However, as nifty as the gel is (and as useful as it could be in the future), we’re far from a world where the material magically solves the water crisis.

The researchers ran their tests with mere milligrams of gel and water, then extrapolated those results to kilograms, which might not be a direct translation to reality. It’s possible that the water absorption and release capacity changes when the gel is used in larger amounts, explained Ruzhu Wang in an email to Gizmodo. Wang is an engineer at Shanghai Jiao Tong University in China who has worked on similar water-harvesting technologies previously and was not involved in the new research.

Plus, the scientists worked with very thin films (about 0.01 centimeters thick) of gel in the lab. Thin sheets are better for surface area exposure, quickly absorbing water and quickly heating up to release water. “But if this water harvesting technology wants to be used on a mass scale, using such a thin material remarkably increases the total volume of the device, making it less compact and portable,” said Wang. The researchers propose that their gel could be used in larger blocks. Yet so far, they haven’t tested that design.

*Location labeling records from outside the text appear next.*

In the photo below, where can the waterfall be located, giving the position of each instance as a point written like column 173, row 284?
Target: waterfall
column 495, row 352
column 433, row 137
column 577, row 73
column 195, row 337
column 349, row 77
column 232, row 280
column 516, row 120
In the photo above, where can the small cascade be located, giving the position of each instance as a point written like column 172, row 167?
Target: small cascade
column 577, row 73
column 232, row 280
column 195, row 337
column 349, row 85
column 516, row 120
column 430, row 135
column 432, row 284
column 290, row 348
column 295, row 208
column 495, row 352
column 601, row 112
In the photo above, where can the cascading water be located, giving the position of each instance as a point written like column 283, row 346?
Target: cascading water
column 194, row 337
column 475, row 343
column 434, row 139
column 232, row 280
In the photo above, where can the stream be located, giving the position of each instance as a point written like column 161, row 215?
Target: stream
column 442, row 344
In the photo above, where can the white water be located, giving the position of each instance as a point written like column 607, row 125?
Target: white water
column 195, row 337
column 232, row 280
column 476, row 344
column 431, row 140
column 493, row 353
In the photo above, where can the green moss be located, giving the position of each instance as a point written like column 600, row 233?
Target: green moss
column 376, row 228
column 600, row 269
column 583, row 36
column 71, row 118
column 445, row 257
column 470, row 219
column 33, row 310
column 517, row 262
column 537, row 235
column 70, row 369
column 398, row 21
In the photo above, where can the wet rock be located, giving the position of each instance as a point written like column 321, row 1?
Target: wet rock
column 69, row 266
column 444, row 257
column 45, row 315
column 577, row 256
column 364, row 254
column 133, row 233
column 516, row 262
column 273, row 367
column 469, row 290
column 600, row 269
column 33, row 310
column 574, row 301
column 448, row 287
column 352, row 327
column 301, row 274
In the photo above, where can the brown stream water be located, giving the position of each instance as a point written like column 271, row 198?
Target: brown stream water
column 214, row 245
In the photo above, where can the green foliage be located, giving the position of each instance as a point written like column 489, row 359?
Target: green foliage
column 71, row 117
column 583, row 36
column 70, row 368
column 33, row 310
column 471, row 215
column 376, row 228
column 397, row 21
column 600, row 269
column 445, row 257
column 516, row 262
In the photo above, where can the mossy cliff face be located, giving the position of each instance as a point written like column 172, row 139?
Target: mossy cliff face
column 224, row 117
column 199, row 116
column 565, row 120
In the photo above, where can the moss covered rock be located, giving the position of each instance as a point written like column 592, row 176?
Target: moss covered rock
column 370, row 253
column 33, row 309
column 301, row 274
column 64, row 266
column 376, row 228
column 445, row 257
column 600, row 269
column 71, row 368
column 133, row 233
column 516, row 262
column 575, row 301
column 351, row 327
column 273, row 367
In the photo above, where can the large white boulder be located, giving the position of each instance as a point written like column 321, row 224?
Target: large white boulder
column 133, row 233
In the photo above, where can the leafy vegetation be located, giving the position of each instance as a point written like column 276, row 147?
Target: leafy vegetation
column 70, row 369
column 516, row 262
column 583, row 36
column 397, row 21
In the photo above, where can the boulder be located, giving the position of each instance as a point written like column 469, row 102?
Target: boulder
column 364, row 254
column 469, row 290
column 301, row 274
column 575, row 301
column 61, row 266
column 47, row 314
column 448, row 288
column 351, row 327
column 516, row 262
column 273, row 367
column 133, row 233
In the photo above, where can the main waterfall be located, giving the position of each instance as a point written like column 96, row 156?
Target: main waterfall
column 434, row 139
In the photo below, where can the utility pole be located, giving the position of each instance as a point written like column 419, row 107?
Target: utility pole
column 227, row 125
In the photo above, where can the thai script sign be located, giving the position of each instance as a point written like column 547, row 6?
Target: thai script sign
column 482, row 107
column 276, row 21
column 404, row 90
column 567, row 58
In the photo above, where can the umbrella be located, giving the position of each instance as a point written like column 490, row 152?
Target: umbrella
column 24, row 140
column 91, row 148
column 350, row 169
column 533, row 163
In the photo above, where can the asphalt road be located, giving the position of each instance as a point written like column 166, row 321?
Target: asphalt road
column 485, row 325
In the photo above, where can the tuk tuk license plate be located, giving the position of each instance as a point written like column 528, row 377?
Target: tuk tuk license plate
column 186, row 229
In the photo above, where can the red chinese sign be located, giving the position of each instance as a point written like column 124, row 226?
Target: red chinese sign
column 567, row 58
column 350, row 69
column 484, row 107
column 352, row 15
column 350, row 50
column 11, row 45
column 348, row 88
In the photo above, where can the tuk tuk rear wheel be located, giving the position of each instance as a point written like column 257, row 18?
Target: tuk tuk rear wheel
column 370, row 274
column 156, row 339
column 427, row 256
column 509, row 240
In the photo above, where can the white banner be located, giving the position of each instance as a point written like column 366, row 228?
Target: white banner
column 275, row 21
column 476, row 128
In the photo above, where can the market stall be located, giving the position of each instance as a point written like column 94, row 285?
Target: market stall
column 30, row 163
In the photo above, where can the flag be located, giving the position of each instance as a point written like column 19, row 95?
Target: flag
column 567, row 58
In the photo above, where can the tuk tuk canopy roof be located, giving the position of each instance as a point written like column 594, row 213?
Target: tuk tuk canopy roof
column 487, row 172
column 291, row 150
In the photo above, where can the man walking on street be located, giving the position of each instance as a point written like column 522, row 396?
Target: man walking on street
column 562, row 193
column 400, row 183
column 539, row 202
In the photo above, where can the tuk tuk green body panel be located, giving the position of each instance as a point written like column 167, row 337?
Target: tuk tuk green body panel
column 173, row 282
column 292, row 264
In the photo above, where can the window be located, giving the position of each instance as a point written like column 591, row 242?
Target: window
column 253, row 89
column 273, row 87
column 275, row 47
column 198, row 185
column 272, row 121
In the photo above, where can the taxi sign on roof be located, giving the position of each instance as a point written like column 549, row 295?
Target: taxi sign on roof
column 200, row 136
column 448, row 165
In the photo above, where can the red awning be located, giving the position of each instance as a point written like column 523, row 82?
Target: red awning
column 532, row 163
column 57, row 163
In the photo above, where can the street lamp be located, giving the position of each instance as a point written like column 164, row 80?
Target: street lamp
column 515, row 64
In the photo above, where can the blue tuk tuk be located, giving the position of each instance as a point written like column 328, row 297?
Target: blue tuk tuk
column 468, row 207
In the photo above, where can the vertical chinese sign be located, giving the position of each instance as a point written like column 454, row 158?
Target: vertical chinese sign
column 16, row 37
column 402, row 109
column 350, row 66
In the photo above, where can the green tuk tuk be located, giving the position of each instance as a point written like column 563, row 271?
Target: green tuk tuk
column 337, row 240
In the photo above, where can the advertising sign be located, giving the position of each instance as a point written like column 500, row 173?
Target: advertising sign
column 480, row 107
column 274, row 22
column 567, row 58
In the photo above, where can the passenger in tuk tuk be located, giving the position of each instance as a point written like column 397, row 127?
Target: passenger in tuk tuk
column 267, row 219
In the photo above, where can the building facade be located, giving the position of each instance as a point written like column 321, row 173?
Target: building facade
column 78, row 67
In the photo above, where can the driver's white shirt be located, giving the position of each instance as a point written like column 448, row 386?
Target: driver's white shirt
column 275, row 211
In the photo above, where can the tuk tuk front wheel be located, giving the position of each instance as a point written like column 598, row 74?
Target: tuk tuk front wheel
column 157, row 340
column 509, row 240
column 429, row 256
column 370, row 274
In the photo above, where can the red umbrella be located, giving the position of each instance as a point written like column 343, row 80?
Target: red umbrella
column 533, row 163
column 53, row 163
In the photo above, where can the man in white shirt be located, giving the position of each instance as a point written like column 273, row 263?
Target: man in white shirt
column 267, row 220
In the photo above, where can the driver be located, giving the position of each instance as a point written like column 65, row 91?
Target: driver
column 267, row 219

Even so, Wang still believes the new result are “encouraging.” He emphasised that the studied gel material is noteworthy because of how little energy input it takes to produce and use. It is “significant to achieve water harvesting in a sustainable and low-carbon way, in the terms of both material synthesis and energy demand.”

And ultimately, Wang said the new study “has brought nearly impossible freshwater generation [in] the ultra-dry climate closer to reality.” There you go: Science, making the impossible more possible.